Fernande Saint-Martin, une pionnière, s’est éteinte

Une des premières féministes québécoises et grande théoricienne de l’art, Fernande Saint-Martin, est décédée le 11 décembre, à l’âge de 92 ans. Née à Montréal en 1927, celle qui s’est mariée avec le peintre Guido Molinari a pleinement participé et contribué à l’avènement du Québec moderne.
Sa pensée et ses combats l’ont menée sur plusieurs fronts, auxquels elle est souvent arrivée par la voie de l’écrit. D’abord journaliste et critique d’art à La Presse, elle a par la suite été la première rédactrice en chef de Châtelaine (1960-1972). Après avoir dirigé le Musée d’art contemporain (1972-1977), elle a exercé le métier de professeure et de chercheuse à l’UQAM (1979-1997). C’est à ce titre qu’elle a signé des essais qui l’ont consacrée théoricienne, notamment l’ouvrage-clé Sémiologie du langage visuel (1987).
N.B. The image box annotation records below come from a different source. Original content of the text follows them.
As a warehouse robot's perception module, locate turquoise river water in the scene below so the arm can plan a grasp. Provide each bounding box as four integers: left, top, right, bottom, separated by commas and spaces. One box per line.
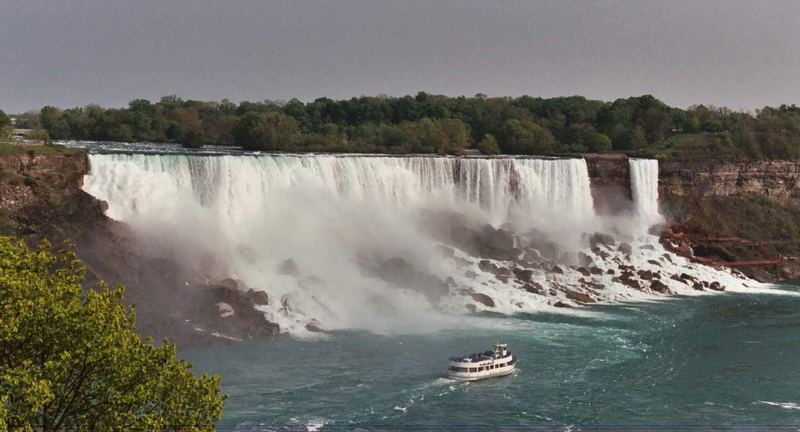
182, 287, 800, 430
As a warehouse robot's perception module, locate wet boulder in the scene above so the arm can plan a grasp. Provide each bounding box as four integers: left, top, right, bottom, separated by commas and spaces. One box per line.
478, 260, 498, 274
522, 282, 545, 295
589, 232, 617, 247
494, 267, 514, 283
637, 270, 655, 280
216, 302, 236, 318
578, 252, 594, 267
512, 267, 533, 282
472, 293, 494, 307
564, 289, 595, 303
278, 258, 300, 277
247, 289, 269, 306
650, 279, 669, 293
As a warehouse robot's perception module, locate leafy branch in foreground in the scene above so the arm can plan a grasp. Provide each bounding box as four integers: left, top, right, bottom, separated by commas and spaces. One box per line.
0, 237, 225, 431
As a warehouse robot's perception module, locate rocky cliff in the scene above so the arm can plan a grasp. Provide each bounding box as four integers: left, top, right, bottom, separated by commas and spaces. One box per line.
659, 160, 800, 200
0, 149, 278, 347
584, 155, 633, 215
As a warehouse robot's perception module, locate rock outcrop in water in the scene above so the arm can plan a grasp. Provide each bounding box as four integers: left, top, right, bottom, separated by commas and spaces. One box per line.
0, 147, 792, 345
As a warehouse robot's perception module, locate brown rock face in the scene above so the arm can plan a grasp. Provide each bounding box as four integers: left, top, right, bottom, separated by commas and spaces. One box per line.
650, 279, 669, 293
584, 155, 633, 215
247, 289, 269, 306
564, 289, 595, 303
472, 293, 494, 307
278, 258, 300, 277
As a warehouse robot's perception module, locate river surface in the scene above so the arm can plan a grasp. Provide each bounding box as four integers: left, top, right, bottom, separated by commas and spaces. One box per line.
182, 287, 800, 430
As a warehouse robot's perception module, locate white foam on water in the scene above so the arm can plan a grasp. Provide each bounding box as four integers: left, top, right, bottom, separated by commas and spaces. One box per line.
753, 401, 800, 410
84, 154, 774, 336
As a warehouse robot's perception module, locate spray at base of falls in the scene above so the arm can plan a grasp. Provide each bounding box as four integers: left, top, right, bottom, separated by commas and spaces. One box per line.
84, 154, 764, 333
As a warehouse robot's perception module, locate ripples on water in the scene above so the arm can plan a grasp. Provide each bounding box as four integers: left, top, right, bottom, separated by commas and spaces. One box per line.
185, 286, 800, 430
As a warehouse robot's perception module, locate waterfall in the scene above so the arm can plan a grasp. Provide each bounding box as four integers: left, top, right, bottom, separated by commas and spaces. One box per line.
76, 153, 764, 334
84, 154, 594, 331
628, 159, 662, 225
85, 154, 594, 225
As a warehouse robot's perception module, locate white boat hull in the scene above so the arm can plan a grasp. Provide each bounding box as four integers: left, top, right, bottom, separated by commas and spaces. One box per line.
447, 366, 515, 381
447, 354, 517, 381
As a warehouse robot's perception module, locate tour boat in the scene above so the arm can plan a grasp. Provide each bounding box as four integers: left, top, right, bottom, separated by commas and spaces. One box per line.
447, 343, 517, 381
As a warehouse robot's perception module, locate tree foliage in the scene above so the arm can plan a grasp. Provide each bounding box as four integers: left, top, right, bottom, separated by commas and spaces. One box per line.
0, 110, 13, 138
26, 92, 800, 158
0, 237, 224, 431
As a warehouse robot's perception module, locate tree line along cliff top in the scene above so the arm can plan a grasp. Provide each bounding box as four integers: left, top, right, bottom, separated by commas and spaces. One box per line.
6, 92, 800, 160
L’histoire retient cependant que ses premiers faits d’armes se sont manifestés à la galerie L’Actuelle (1955-1957), fondée avec Molinari. Le couple a permis l’essor d’un art non figuratif qui dominera la scène dans les années subséquentes. Cette « aventure culturelle », comme elle l’écrivait à l’époque, était destinée à « lutter contre tout nouvel académisme tyrannique » et à défendre « l’intégrité et les possibilités illimitées des valeurs plastiques ». Dans la publication hommage à L’Actuelle (2016), l’historienne de l’art Lise Lamarche rappelle que Fernande Saint-Martin y a tenu des « rôles multiples », y compris celui de « pourvoyeuse de fonds à même son salaire de journaliste à La Presse ».
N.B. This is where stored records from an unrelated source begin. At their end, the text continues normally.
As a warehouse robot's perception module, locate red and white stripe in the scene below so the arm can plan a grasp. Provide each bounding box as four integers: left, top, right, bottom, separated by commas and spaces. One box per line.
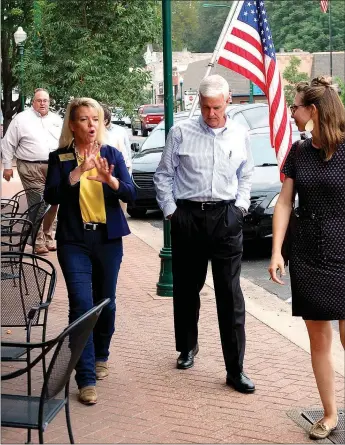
217, 2, 291, 173
320, 0, 328, 12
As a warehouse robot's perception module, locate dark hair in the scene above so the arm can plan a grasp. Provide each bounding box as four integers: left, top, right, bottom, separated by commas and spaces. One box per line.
296, 76, 345, 161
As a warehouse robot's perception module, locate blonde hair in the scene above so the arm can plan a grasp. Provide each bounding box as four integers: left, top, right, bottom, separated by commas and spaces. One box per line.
296, 76, 345, 161
59, 97, 105, 148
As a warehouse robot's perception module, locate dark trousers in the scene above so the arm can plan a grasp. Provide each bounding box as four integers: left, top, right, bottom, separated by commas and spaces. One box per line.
57, 227, 123, 388
171, 203, 245, 374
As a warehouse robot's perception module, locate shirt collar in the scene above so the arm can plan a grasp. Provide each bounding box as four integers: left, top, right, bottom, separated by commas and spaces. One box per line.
31, 107, 50, 119
199, 115, 231, 135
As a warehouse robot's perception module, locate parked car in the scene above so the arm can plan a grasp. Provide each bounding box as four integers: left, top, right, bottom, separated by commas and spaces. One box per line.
111, 107, 131, 128
127, 104, 300, 239
131, 104, 164, 137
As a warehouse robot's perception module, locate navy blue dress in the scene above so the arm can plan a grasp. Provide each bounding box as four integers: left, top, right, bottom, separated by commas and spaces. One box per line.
282, 139, 345, 320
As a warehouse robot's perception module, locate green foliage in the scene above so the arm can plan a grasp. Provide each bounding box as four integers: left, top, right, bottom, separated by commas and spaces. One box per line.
171, 0, 199, 51
2, 0, 161, 128
172, 0, 345, 52
283, 56, 309, 105
334, 76, 345, 106
265, 0, 345, 52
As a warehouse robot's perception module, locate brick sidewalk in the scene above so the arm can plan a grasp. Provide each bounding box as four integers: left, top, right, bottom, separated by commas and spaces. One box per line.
2, 235, 344, 443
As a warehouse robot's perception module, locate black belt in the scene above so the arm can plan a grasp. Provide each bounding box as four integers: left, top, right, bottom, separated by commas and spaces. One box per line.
176, 199, 236, 210
83, 223, 107, 230
18, 158, 49, 164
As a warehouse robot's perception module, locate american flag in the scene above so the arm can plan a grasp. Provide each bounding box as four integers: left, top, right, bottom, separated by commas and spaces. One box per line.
320, 0, 328, 12
217, 0, 291, 173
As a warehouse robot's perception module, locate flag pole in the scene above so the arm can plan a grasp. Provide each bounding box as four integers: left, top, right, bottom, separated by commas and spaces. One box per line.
328, 0, 333, 77
189, 0, 243, 117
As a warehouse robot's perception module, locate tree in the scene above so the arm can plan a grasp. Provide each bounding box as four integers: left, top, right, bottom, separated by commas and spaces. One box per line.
171, 0, 199, 51
283, 56, 309, 105
177, 0, 345, 52
265, 0, 345, 52
334, 76, 345, 106
1, 0, 161, 132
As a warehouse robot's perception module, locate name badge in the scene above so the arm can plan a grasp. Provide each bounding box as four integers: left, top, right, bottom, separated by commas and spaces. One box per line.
59, 153, 75, 162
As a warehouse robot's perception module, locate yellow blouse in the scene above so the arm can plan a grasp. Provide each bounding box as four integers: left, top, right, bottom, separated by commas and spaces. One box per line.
77, 153, 107, 224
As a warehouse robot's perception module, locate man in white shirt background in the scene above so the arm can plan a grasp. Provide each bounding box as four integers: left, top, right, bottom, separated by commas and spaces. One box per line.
2, 88, 62, 255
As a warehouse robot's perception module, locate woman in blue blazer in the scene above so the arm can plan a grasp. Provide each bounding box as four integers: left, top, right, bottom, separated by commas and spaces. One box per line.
44, 98, 135, 404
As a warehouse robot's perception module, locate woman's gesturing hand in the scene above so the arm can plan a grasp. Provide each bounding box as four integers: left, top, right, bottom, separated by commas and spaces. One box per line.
268, 254, 286, 284
87, 158, 119, 190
Femme active et militante, Fernande Saint-Martin a poussé le quotidien de la rue Saint-Jacques, et peut-être même le journalisme québécois, à élargir son champ de couverture. Dans une entrevue accordée à l’auteure Christine Palmieri et publiée dans la revue ETC en 2008, elle commentait ses débuts de combattante féministe.
« À La Presse, quand je suis arrivée en 1954, j’ai un peu révolutionné les pages féminines. J’ai tout changé et on est passé de deux à six journalistes. On faisait des entrevues et on parlait tout le temps des femmes le moindrement actives. [À] Châtelaine, ç’a été un combat social continu et difficile parce qu’on était encore très proches de la “grande noirceur” : la loi interdisait de parler de contraception. »
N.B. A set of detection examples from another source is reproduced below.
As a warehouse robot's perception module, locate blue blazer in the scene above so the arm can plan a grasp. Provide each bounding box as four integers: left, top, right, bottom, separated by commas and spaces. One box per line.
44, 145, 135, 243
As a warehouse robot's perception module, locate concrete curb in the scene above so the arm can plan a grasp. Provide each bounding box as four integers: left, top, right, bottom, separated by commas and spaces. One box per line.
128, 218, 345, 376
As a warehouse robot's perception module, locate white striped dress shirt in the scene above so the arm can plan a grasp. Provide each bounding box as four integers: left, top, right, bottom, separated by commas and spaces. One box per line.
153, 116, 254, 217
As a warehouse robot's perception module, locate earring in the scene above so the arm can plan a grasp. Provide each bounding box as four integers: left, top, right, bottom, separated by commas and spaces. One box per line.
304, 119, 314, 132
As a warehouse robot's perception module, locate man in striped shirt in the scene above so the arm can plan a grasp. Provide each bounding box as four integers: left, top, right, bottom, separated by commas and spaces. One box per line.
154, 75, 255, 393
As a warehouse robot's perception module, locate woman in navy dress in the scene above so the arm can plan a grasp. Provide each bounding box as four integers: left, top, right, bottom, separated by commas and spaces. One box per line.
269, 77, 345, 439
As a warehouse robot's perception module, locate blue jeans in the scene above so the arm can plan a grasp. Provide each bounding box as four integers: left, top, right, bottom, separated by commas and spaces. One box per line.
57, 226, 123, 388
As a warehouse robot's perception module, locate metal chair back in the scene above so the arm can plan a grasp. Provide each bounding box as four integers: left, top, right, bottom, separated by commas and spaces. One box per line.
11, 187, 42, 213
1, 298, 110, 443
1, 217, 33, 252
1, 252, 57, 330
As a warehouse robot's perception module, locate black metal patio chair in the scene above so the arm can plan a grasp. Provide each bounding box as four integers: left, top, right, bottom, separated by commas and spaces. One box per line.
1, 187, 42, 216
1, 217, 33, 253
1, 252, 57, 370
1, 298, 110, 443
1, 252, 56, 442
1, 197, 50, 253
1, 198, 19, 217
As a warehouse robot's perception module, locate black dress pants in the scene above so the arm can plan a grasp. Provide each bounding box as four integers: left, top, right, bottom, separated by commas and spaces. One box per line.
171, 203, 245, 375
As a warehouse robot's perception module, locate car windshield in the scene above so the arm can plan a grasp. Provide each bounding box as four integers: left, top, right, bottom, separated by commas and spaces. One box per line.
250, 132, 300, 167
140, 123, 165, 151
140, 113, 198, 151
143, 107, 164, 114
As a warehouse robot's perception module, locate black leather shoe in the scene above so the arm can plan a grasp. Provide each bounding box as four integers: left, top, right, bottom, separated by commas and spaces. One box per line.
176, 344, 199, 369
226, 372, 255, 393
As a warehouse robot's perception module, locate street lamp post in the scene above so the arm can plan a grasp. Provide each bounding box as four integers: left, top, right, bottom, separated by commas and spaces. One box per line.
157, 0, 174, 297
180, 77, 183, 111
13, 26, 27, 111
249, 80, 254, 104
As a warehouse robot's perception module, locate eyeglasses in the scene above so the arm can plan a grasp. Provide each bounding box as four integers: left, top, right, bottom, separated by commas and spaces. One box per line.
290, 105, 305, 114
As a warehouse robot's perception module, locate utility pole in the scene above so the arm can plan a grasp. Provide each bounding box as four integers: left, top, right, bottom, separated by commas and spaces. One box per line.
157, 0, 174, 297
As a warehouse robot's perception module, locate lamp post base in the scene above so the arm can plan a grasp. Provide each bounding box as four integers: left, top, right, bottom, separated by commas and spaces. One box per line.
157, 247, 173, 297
Celle qui a toujours refusé de prendre le nom de son mari, avec qui elle a vécu cinq ans avant de l’épouser en 1958, affirmait, dans la même entrevue, avoir « agi à l’inverse de ce que la société préconisait ». Même dans ses recherches universitaires, elle estimait avoir été à contre-courant. Dans le domaine de la sémiologie, son grand champ de bataille qu’elle a mené à l’échelle internationale, elle a défini « le sens » au-delà du langage verbal, contrairement à ce que faisaient avant elle les Lacan et autre Derrida. Sa syntaxe du langage visuel comprend ainsi des effets affectifs et cognitifs. « C’est le pari que j’ai décidé d’adopter, disait-elle il y a 11 ans. Peut-être me reprochera-t-on d’avoir une approche féminine ! »
Saluée par plusieurs honneurs, notamment le titre d’officière de l’Ordre du Canada et le prix André-Laurendeau de l’ACFAS, tous deux accordés en 1988, Fernande Saint-Martin a aussi publié des recueils de poésie. Elle est décédée à Sainte-Agathe, des suites de différents problèmes de santé liés à son âge avancé, selon son fils, Guy Molinari.